REMEMBER: Cereal for dinner is ok. Binging shows together for hours at a time is ok. Screentime as a distraction so you can have some peace and quiet is ok. Life lessons and learning will be inherently happening throughout this whole experience. Whether adult or child, we will all be learning how to deal with uncertainty, disappointment, fear, and pulling together. Let’s remember that not all learning has to look like schoolwork and be forced.
4) Resources for parents and kids during this time at home:
Scholastic is doing an awesome job of putting together materials on how to teach your kids about the Coronavirus and tips and strategies for getting through these times.
Wondering whether or not your kids can have playdates right now? The New York Times talked to experts.
PBS Kids is going to be putting out a daily newsletter for activities to do while your kids are home. This will help take some of the pressure off when our kids inevitably say, “I’m bored” for the 76th time.
Go Noodle also has tons of kids’ activities (think fun virtual gym class).
3) A few activities to pass the time regardless of age:
For the first time ever, I just bought a 750 piece puzzle. Yes, I realize that by the time it’s put together there will only be 720 pieces, but I plan on keeping it on the coffee table in the family room to do in spurts whenever we happen to be in there. Even if it’s only in bits at a time, having it there will help divert focus from anything other than just putting the pieces together. So far I have had my 8-year-old separate the pieces by color since he can’t quite find the individual pieces to stick together, my 11-year-old find all the outside pieces, and the rest of us are putting the pieces together.
Make a family recipe.
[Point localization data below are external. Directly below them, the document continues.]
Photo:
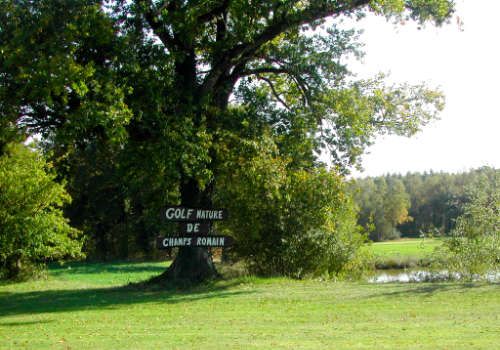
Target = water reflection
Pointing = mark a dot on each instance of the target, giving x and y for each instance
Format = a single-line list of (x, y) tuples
[(429, 276)]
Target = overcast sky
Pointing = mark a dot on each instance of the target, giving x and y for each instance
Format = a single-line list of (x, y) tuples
[(464, 62)]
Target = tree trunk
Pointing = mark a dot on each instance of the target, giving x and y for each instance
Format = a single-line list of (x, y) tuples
[(192, 264)]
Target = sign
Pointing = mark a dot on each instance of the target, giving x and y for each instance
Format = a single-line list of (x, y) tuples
[(194, 214), (195, 227), (193, 241)]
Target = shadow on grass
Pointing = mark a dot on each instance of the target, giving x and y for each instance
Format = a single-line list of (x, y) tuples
[(51, 301), (423, 288)]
Now is the perfect time to teach a family recipe and have the house smelling of nostalgia. These smells and tastes provide feelings of comfort and safety, and also are a great bonding and teachable moment we sometimes don’t otherwise get the chance to pass on.
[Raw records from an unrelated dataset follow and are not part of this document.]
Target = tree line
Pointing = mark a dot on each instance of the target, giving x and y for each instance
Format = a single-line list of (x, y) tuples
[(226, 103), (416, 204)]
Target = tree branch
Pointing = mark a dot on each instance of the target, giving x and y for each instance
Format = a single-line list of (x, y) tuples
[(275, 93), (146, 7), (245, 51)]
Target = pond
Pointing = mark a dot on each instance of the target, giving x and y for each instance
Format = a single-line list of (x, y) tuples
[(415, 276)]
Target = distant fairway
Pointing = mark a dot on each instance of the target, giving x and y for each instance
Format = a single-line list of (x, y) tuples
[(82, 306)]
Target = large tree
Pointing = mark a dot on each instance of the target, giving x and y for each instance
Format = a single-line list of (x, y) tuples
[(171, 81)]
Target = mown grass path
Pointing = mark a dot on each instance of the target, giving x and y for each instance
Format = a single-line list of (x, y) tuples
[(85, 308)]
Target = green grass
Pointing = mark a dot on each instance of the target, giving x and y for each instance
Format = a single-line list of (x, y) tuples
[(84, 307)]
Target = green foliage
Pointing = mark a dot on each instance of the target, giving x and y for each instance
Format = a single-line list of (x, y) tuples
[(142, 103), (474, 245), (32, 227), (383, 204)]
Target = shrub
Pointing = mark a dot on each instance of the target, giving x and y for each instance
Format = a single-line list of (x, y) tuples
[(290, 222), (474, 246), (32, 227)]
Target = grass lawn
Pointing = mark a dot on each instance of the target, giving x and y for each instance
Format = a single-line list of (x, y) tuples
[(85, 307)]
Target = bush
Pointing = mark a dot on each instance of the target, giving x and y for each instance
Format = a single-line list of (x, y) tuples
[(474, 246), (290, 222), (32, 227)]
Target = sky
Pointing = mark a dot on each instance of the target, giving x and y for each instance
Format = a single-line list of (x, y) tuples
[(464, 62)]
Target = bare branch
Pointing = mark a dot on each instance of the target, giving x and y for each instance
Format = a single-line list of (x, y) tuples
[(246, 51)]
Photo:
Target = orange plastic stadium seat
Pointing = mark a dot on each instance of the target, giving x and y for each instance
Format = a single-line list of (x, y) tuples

Learn tik tok. No, I’m serious. I have no idea how to do tic toc, but you can bet I’m planning on having my kids teach me so we can all make silly family videos together. I promise to share them with all of you once this has happened.
Deliver homemade goods, make art projects for, or check in on the elderly people in your neighborhood. Right now the elderly could really use some extra comfort and support. If you have any in your neighborhood, there are ways we can all help and brighten up their day. Involve your kids and it will inevitably make their day feel more meaningful, too.
FaceTime with grandparents, friends and family to help everyone connect and feel less isolated during this time. Grandparents can also virtually babysit by playing a game or a reading a book to a younger child to give you some free time to get something done.